銀行が売上高を見る時は、その数字を見るだけではなく、必ず事業内容を結び付けて評価します。

このため、銀行から融資を受けるにあたり、会社の事業内容の説明を求められることになります。

その場合には、取り扱っている製品から事業内容を説明する方法と、自社が展開する市場から事業内容を説明する方法と、二種類の方法が考えられます。

銀行員は、製品についての知識は乏しく、製品によって事業内容を説明しても、あまりピンとこないことが多いようです。

しかし、市場ということになれば、銀行も色々な市場に展開する企業と付き合いがありますから、それなりに理解することができます。

そこで、

当社が取り扱っている○○の市場規模は年々このように拡大しており、●年のうちに△倍まで拡大することが見込まれます。

などと説明すれば、銀行は融資に積極的になる可能性が高まります。

実際、このようなアプローチによって融資を勝ち取っている会社はたくさんあるのです。

 

月商を意識しよう

最後に、銀行が特に意識する売上高について解説しておきましょう。

銀行がとくにうるさい売上、それは月あたりの売上である月商です。

しかも、その年における平均的な月商ではなく、各月のそれぞれの月商を意識します。

それを見ることによって、その会社の繁忙期と閑散期が分かりますし、通常の月がどうであるかも分かります。

また、月商を見ることによって、

「この月は他の月よりもかなり売上が上がっているがなぜだ?そうか、在庫一掃セールを行ったのか。
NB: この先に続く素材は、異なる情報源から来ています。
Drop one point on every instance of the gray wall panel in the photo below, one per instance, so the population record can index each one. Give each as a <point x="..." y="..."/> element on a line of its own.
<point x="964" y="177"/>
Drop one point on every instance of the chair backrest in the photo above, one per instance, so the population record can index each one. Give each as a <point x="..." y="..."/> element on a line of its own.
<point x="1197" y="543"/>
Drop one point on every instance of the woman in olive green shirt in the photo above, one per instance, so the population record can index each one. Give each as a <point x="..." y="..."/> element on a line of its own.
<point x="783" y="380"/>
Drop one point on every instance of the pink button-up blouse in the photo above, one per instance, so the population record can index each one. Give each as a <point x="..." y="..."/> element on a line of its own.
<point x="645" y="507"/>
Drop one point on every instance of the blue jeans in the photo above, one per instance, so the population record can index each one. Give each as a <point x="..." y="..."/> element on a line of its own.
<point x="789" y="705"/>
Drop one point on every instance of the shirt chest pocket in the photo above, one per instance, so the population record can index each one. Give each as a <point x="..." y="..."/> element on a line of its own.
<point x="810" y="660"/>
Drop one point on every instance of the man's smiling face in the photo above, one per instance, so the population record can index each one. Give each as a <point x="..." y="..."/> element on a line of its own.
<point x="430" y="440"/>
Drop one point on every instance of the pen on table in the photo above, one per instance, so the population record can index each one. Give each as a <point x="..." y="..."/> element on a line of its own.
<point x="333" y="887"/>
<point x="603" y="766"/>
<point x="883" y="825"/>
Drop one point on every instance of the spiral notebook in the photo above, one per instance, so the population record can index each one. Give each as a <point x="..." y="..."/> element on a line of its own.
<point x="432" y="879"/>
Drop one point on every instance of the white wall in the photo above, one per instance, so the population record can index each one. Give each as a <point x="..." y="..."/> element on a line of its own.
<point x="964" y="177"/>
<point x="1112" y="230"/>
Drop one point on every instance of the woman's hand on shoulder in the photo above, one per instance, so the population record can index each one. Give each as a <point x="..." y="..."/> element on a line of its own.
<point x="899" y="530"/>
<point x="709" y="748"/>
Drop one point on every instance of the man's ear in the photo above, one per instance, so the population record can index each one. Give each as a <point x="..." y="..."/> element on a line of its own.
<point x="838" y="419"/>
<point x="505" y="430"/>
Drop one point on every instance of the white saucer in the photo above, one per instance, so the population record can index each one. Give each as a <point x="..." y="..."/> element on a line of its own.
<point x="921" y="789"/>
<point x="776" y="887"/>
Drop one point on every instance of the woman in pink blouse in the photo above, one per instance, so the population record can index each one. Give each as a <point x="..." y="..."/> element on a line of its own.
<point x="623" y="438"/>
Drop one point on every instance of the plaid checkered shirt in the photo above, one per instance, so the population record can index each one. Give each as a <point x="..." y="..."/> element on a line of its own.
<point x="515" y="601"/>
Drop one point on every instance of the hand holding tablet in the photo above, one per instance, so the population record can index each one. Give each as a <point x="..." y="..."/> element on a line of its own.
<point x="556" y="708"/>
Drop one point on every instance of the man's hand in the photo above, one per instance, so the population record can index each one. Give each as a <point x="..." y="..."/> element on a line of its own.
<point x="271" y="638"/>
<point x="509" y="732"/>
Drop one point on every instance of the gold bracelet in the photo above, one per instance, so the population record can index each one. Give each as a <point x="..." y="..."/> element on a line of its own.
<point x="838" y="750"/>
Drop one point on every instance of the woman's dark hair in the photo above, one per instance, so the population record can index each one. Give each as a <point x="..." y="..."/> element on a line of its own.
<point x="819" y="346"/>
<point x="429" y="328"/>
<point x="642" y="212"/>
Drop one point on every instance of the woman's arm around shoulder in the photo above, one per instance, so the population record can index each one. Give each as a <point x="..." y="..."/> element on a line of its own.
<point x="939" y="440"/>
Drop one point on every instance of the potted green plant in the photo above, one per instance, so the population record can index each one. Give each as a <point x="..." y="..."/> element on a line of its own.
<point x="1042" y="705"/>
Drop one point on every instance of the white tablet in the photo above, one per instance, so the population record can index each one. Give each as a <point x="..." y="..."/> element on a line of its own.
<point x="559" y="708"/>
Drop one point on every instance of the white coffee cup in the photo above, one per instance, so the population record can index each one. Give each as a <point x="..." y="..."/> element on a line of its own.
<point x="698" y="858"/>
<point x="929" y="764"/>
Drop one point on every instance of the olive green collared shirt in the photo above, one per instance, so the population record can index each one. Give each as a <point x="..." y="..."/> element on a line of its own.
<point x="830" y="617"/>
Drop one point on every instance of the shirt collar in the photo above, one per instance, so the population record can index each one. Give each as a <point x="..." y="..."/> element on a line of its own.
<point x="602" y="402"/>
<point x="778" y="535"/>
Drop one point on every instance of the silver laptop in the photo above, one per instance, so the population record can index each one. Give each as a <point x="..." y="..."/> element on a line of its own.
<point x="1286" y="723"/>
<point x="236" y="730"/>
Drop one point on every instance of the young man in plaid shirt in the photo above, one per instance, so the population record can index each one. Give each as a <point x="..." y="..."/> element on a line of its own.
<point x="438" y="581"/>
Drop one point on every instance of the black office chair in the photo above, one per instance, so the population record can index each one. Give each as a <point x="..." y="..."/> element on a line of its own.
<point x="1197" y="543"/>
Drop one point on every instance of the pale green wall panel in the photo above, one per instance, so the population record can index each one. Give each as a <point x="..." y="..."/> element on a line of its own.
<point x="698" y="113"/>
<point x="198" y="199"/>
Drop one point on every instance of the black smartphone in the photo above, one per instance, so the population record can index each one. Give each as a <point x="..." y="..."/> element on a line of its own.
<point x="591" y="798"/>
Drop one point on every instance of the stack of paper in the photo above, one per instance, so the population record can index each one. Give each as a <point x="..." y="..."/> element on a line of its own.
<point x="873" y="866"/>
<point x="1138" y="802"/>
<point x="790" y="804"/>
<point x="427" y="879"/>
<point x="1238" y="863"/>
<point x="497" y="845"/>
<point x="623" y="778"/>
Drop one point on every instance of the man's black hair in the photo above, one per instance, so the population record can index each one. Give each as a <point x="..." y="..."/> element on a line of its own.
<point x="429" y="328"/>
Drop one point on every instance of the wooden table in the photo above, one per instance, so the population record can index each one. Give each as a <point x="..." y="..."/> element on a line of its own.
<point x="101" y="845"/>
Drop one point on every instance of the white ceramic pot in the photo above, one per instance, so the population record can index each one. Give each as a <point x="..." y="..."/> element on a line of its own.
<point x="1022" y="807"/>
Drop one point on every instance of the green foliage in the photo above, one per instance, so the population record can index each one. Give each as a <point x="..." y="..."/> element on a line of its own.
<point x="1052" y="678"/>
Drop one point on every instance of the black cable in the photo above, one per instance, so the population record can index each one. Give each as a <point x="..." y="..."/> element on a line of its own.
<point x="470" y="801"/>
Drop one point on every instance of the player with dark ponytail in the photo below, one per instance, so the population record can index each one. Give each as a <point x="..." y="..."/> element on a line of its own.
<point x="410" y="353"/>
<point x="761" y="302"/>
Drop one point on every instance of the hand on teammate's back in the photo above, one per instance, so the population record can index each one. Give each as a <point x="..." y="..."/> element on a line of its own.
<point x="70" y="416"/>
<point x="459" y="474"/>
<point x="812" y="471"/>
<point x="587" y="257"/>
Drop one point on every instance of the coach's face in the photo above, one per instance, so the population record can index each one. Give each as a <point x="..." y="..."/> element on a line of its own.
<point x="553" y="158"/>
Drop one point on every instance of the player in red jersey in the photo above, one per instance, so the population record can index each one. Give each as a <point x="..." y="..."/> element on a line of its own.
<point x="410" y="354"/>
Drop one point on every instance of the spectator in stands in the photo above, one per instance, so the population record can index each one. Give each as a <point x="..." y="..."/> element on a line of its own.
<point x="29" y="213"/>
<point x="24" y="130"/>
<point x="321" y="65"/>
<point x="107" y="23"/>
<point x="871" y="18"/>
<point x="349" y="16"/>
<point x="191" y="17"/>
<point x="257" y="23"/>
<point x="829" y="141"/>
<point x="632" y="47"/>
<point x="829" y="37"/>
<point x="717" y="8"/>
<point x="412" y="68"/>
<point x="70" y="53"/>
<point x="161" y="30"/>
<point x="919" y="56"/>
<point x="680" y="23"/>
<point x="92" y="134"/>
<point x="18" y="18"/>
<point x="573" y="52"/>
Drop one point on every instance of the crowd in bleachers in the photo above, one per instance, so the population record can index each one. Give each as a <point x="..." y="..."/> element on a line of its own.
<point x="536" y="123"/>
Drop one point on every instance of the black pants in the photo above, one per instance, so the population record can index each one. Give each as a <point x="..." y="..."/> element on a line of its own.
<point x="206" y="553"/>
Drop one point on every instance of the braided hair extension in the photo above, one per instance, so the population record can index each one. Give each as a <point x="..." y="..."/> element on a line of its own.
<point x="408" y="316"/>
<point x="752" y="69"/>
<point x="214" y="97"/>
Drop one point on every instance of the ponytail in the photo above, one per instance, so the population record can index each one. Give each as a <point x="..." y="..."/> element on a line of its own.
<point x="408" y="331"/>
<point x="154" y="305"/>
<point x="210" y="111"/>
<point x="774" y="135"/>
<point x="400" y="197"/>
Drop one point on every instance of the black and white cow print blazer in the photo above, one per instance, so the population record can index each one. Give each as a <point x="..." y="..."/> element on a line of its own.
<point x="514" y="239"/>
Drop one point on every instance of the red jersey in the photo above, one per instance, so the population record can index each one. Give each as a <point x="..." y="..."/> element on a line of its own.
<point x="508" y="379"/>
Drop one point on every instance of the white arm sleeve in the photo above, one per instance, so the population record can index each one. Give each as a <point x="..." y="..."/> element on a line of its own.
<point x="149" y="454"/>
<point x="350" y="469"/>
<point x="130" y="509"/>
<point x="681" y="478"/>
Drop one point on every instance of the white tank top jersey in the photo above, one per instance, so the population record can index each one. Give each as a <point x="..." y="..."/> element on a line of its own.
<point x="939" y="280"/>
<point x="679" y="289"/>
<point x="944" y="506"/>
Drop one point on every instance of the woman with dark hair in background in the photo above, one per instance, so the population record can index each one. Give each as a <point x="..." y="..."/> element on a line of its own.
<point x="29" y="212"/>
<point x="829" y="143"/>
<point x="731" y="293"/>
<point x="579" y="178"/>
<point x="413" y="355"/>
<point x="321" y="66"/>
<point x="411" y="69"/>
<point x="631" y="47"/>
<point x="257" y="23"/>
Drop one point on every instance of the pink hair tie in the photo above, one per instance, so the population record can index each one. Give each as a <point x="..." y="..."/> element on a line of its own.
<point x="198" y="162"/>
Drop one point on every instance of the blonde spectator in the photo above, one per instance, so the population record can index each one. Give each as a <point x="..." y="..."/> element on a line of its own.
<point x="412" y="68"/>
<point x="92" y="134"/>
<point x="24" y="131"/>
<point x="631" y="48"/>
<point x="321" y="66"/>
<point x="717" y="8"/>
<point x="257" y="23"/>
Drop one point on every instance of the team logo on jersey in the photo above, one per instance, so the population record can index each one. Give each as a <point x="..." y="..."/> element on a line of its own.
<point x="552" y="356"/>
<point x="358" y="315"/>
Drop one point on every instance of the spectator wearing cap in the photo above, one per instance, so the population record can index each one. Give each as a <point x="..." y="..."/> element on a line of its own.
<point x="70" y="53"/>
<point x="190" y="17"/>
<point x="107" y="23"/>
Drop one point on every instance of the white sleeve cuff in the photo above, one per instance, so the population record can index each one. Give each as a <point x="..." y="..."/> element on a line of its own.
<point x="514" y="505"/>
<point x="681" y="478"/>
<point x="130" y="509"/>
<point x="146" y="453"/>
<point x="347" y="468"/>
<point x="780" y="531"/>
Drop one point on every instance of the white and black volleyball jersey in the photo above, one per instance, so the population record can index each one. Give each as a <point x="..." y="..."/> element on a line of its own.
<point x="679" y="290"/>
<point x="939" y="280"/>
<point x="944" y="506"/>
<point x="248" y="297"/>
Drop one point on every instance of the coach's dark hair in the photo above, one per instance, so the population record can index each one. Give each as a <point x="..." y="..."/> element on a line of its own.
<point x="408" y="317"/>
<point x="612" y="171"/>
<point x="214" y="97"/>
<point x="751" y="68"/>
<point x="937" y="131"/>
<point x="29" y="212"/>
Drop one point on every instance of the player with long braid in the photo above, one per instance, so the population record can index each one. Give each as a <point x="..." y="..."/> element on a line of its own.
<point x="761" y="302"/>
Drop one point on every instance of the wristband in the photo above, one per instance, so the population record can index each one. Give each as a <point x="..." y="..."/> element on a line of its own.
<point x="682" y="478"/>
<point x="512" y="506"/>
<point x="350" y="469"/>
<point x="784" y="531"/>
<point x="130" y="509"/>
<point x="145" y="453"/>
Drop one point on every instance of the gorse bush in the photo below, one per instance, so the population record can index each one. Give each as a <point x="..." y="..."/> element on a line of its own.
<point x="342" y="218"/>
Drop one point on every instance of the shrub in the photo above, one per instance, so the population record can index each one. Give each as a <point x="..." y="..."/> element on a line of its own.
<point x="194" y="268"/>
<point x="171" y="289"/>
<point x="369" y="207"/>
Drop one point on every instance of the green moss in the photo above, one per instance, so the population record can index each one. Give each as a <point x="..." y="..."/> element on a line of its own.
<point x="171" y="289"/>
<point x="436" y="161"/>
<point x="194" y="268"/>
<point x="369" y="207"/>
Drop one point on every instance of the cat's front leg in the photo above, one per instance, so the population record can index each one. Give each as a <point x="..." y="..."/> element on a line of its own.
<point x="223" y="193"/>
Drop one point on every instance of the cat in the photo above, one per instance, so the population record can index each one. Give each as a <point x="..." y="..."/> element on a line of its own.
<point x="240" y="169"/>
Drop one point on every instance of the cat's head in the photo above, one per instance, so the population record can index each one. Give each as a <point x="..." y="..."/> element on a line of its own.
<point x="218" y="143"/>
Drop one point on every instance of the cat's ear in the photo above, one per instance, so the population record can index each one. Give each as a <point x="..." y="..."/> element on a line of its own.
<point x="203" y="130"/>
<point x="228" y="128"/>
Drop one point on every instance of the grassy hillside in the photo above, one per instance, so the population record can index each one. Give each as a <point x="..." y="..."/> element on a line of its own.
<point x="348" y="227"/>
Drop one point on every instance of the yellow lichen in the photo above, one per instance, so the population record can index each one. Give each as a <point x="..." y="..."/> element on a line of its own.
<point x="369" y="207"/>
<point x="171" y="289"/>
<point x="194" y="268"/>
ならば、来期もこの月に同様の売上が見込めるわけではないな」

など、来期の予測も立てることができるのです。

したがって、銀行員は月商についての資料を求め、色々な質問をしてくることもあると思っておいてください。

そして、質問がなされた際には、詳しく答えられるように準備しておくことも大切です。

 

 

まとめ

銀行の売上高の見方を解説してきました。

銀行がどのように売上を見るのかを知れば、それに適したアプローチの方法も分かってくるでしょう。

売上高の見せ方一つで、融資が有利に傾くこともあります。

銀行との交渉の際には、ぜひ売上高の見せ方を工夫してみてください。